Atomwaffengegner geehrt
Verleihung des Göttinger Friedenspreises 2025, Deutsches Theater Göttingen, 15. März 2025
„We must complete the job of eliminating nuclear weapons.“ Unter diesem Motto erschien der diesjährige Gewinner des Göttinger Friedenspreises – Frank Niels von Hippel – am 15. März 2025 auf der Bühne des Deutschen Theaters in Göttingen. Der US-amerikanische Physiker hat sich zeitlebens gegen den Einsatz von Atomwaffen eingesetzt und war maßgeblich an der Beendigung des Kalten Krieges beteiligt. Nun wurde er für seine „Aktivitäten und Verdienste in der naturwissenschaftlichen Friedensforschung und mit friedenspraktischen Beiträgen im Themenbereich von nuklearer Rüstungskontrolle und Abrüstung, insbesondere in der Nicht-Weiterverbreitung von Atomwaffen“ geehrt. Zu seinen Verdiensten „zählen zahlreiche Physik-basierte Studien, kooperative Initiativen und aktuelle Stellungnahmen zu den Themen der Kontrolle und Elimination von spaltbarem Material, der Sicherheit von Anlagen im nuklearen Brennstoffkreislauf und der Verifizierbarkeit der Abrüstung von Atomwaffen.“
Die Verleihung des Friedenspreises findet jährlich und in festlichem Rahmen statt, wieder einmal war der Saal des Deutschen Theaters gut gefüllt. Das hochaktuelle Thema der diesjährigen Verleihung – Atomwaffen und die Bemühungen um deren Kontrolle, bzw. Elimination – treibt gegenwärtig nicht nur Friedensbewegte wieder um. Die politischen Dynamiken unserer Zeit haben weltweit zu einer Situation geführt, in welcher „Atomwaffen wieder salonfähig werden“, wie der Laudator Götz von Neuneck bemerkte. Die Ehrung Frank von Hippels steht, ebenso wie schon die Verleihung des Friedensnobelpreises 2024 an die Organisation Nihon Hidankyō (Japan Confederation of Atomic and Hydrogen Bomb Sufferers Organization), ganz in diesem Licht.

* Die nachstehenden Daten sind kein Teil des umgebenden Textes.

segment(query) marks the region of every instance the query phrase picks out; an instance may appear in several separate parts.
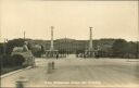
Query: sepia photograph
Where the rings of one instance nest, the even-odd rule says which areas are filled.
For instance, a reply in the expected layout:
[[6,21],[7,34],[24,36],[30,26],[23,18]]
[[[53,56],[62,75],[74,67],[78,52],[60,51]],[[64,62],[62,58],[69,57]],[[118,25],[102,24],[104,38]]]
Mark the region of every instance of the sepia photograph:
[[139,88],[138,0],[0,0],[1,88]]

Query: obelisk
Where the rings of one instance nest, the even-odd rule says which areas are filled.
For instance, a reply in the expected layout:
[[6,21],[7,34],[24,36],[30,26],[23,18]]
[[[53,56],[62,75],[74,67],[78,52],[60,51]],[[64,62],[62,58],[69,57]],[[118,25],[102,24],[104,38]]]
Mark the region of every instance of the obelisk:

Nach reichlicher Begrüßung begann der langjährige Friedensforscher und Physiker Götz von Neuneck seine Laudatio auf von Hippel. Allzu passend schien ein Ausspruch Carl Friedrich von Weizsäckers: „Die Atombombe legt die politische Verantwortung der Wissenschaft frei“. Hierzu bemerkte der Laudator: „Natürlich mögen manche Physiker dies nicht so gerne hören, aber es ist doch zwingend notwendig, sich gegen den Einsatz der Atomwaffen auszusprechen, denn auf einem zerstörten Planeten kann man auch keine Physik mehr betreiben.“ – für diese Erkenntnis steht Frank von Hippel mit seinem Lebenswerk. In seiner weiteren Rede beleuchtete von Neuneck die familiären Wurzeln von Hippels und verband sie mit der Stadt Göttingen – die Verleihung des Göttinger Friedenspreises an Frank Niels von Hippel bezeichnete er als eine „Verbeugung vor seiner Familie“, die im Jahre 1933 aus Deutschland hatte fliehen müssen. Mit vielen spannenden Anekdoten aus von Hippels Leben holte die Rede Götz Neunecks das Publikum geschichtlich ab und lieferte einen detaillierten Einblick in die geschichtliche Entwicklung der atomaren Auf- und Abrüstung. Geschickt wob er dabei die Rolle und Geschichte Frank von Hippels in seine Erzählungen ein, welcher anschließend, unter tosendem Applaus, auf die Bühne trat.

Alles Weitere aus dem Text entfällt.